Server Monitoring Best Practices: Keeping Your Laravel App and PostgreSQL Clusters Alive on Google Cloud
Proactive PostgreSQL Health Checks with pg_cron and Custom Scripts
Maintaining the health of a PostgreSQL cluster, especially in a distributed cloud environment like Google Cloud, requires more than just reactive alerts. Proactive, automated checks are crucial for identifying and mitigating potential issues before they impact your Laravel application. We’ll leverage pg_cron, a PostgreSQL extension, for in-database scheduling and combine it with custom shell scripts for comprehensive health assessments.
First, ensure pg_cron is installed and enabled on your PostgreSQL instances. This typically involves modifying postgresql.conf and restarting the PostgreSQL service. On Google Cloud SQL for PostgreSQL, this is often managed through instance settings or by enabling extensions via the Cloud Console.
Once enabled, you can schedule SQL commands directly. A fundamental check is monitoring connection counts and identifying long-running queries. We’ll create a stored procedure to encapsulate this logic.
PostgreSQL Health Check Stored Procedure
This procedure will log critical metrics to a dedicated table. We’ll create this table first.
CREATE TABLE IF NOT EXISTS pg_health_logs (
log_timestamp TIMESTAMP WITH TIME ZONE DEFAULT CURRENT_TIMESTAMP,
instance_name TEXT,
active_connections INT,
max_connections INT,
longest_query_duration INTERVAL,
idle_in_transaction_aborted_sessions INT,
replication_lag_seconds INT NULL
);
Now, the stored procedure. This example assumes you have a way to identify your instance (e.g., an environment variable or a hardcoded name for simplicity in this example). For production, consider a more dynamic approach.

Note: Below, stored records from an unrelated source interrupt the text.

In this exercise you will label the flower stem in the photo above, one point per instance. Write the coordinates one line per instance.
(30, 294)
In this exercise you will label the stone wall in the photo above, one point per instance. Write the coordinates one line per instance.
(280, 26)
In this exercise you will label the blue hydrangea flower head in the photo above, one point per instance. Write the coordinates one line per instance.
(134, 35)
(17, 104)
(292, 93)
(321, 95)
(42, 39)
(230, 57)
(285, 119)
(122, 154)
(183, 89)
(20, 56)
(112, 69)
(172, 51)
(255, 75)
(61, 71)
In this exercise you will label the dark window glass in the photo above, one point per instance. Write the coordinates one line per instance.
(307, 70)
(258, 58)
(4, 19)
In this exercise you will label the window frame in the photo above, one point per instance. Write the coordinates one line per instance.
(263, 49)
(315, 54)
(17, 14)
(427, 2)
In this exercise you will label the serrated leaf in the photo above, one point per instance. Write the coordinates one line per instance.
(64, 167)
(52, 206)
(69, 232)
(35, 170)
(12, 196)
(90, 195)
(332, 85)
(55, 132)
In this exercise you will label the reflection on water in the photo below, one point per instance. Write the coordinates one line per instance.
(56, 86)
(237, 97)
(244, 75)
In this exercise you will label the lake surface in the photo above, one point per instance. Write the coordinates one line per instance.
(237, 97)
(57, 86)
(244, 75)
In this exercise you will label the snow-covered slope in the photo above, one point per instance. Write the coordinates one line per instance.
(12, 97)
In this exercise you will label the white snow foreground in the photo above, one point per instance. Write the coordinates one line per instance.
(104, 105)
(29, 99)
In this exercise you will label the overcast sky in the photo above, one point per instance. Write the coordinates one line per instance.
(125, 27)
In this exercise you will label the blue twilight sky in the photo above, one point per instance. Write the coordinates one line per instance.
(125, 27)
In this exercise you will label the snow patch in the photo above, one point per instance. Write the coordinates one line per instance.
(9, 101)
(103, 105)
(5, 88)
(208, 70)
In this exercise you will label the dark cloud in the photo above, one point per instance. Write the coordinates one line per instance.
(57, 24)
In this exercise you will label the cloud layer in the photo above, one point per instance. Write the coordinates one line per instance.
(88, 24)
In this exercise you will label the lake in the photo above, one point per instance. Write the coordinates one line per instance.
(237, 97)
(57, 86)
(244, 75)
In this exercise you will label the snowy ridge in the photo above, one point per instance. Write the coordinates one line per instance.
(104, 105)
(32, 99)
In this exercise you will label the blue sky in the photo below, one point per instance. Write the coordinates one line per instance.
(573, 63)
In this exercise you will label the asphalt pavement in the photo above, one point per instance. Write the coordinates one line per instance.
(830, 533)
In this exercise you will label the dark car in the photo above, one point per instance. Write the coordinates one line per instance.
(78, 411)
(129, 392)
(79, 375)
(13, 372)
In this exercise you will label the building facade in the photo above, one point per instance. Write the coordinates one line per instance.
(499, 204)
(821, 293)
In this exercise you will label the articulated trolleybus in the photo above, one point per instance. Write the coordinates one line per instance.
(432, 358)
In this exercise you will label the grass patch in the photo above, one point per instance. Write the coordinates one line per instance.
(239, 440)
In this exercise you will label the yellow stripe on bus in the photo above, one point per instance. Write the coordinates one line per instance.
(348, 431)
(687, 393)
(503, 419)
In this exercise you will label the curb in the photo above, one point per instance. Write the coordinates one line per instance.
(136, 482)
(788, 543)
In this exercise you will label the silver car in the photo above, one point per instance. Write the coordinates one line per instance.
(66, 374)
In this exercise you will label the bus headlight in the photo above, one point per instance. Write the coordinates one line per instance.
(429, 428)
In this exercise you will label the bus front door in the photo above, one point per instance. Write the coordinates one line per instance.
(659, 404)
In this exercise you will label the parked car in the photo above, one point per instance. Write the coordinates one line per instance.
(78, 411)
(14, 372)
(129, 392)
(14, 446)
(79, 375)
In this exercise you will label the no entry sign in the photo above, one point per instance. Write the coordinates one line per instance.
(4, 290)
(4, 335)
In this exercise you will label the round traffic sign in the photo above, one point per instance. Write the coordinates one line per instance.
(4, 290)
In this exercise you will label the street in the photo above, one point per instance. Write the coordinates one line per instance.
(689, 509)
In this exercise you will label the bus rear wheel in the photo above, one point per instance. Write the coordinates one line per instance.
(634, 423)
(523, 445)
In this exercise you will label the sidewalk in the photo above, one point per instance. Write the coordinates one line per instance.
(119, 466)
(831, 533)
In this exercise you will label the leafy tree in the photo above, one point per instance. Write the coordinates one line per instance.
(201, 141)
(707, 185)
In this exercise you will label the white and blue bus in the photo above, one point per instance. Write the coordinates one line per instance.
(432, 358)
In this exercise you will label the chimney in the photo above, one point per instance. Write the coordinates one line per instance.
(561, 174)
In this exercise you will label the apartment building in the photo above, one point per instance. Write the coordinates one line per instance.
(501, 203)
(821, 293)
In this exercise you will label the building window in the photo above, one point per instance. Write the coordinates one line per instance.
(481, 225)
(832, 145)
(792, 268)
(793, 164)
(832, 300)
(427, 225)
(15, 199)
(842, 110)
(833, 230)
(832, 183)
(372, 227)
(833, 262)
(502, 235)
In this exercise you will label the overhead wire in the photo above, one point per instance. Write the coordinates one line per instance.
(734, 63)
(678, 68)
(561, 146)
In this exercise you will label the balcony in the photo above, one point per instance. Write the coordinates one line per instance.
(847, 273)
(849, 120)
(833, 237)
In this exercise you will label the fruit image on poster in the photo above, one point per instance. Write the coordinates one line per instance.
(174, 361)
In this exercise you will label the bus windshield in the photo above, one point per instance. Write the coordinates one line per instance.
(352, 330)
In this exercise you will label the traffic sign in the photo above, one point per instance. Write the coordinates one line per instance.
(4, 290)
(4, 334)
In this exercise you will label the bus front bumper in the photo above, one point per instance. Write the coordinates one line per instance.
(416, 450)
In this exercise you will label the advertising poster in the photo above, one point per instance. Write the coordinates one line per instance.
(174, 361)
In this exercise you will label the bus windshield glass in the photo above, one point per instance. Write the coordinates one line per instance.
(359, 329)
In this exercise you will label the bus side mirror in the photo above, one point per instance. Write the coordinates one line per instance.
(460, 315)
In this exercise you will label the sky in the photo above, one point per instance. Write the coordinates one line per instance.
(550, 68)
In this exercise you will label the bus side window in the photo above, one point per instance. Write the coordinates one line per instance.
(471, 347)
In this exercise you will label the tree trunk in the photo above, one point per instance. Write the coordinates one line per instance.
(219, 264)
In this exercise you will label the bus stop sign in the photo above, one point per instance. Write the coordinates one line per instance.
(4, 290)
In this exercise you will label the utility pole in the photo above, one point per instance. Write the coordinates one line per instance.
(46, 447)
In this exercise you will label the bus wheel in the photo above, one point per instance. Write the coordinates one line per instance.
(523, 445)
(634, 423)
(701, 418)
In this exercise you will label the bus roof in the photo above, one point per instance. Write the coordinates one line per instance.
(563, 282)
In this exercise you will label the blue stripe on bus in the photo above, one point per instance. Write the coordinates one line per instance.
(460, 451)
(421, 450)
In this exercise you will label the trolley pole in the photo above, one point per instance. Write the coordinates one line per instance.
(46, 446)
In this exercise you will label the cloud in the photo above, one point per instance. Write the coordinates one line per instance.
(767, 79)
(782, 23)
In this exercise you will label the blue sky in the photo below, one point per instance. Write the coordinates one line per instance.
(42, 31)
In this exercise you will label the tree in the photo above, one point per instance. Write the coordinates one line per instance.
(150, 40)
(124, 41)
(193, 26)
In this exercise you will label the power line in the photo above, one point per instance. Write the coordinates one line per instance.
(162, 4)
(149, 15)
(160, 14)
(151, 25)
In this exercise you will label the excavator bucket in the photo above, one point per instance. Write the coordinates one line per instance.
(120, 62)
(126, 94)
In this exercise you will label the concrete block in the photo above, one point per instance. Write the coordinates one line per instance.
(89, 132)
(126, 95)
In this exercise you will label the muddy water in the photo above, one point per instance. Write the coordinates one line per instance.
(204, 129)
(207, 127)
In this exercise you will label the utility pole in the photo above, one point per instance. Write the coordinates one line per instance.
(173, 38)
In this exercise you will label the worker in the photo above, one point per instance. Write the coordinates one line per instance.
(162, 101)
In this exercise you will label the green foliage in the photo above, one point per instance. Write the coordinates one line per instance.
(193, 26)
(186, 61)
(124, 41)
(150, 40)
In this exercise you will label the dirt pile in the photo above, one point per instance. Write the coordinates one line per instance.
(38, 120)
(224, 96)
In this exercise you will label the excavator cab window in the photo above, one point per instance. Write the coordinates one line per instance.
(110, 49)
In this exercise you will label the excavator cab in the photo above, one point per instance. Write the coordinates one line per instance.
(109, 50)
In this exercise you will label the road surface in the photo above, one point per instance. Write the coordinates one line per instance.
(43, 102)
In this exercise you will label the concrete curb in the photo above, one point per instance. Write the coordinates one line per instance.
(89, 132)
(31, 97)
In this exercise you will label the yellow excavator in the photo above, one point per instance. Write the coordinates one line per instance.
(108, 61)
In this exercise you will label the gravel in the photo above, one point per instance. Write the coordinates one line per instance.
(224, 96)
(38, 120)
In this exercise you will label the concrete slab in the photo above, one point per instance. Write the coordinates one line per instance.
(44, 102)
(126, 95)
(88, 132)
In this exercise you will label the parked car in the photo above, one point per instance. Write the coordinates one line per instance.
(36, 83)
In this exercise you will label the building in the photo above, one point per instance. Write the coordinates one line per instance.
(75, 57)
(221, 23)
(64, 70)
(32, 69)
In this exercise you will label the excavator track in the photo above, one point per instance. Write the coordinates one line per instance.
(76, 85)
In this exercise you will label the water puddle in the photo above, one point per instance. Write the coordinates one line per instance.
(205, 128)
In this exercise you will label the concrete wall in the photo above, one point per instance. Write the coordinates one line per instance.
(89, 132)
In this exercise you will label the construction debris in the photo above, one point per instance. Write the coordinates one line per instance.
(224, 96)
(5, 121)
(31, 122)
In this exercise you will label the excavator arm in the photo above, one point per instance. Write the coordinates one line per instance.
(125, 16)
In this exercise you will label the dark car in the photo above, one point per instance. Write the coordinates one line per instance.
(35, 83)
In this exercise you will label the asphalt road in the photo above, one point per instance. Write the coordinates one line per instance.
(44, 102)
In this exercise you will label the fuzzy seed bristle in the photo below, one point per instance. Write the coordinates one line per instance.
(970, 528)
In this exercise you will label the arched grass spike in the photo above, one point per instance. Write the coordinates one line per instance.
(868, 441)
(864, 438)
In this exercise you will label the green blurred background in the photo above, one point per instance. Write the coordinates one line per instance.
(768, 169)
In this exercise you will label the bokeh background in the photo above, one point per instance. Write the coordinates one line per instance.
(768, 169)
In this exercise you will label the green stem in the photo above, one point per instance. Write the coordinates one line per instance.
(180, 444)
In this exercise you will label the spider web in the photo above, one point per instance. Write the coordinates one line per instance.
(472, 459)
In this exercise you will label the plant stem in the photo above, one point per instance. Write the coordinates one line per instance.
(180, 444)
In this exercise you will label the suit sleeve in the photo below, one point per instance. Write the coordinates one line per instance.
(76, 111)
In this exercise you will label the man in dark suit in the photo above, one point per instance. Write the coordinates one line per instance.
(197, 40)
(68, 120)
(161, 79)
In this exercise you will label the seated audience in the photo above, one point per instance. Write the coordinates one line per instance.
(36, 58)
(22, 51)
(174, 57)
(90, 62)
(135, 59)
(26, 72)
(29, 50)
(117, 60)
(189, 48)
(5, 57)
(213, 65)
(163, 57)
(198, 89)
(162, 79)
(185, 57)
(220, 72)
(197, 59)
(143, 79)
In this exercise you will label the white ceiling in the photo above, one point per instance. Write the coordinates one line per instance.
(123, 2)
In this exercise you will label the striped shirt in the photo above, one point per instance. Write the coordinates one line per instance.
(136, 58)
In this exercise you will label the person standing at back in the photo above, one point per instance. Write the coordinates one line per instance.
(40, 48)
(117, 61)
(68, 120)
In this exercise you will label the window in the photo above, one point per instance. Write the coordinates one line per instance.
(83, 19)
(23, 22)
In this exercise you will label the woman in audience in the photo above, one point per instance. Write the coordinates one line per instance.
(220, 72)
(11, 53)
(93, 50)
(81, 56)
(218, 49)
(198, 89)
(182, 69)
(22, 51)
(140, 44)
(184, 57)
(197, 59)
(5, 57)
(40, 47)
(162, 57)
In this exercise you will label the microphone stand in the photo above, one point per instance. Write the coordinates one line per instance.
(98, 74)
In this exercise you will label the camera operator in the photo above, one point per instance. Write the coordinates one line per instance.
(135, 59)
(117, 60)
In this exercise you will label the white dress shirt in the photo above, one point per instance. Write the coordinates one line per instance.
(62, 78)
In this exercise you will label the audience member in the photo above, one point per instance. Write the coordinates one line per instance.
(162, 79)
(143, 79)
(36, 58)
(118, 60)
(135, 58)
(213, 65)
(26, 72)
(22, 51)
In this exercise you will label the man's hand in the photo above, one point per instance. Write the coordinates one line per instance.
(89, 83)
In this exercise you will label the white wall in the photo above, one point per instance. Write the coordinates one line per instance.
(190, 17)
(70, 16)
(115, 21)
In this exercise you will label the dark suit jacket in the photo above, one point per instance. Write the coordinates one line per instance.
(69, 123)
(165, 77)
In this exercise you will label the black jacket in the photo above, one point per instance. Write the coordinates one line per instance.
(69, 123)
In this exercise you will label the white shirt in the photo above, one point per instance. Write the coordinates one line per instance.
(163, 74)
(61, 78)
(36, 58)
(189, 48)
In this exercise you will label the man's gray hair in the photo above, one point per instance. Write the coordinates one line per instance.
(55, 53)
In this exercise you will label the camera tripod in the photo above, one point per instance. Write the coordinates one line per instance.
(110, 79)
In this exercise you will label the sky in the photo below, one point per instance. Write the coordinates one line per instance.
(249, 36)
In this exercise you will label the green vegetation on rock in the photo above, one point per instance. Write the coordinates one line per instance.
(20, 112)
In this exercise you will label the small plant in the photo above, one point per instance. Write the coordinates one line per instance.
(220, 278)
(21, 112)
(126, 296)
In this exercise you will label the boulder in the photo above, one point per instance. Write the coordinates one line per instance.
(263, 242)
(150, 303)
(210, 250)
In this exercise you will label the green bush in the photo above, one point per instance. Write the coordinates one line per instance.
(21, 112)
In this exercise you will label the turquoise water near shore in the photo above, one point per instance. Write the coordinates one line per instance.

CREATE OR REPLACE FUNCTION log_pg_health()
RETURNS VOID AS $$
DECLARE
v_instance_name TEXT := COALESCE(current_setting('custom.instance_name', true), 'unknown_instance');
v_active_connections INT;
v_max_connections INT;
v_longest_query_duration INTERVAL;
v_idle_in_transaction_aborted_sessions INT;
v_replication_lag_seconds INT := NULL;
BEGIN
-- Get active and max connections
SELECT count(*), setting::int
INTO v_active_connections, v_max_connections
FROM pg_stat_activity, pg_settings
WHERE pg_settings.name = 'max_connections';
-- Get longest running query
SELECT COALESCE(EXTRACT(EPOCH FROM MAX(now() - query_start)), 0)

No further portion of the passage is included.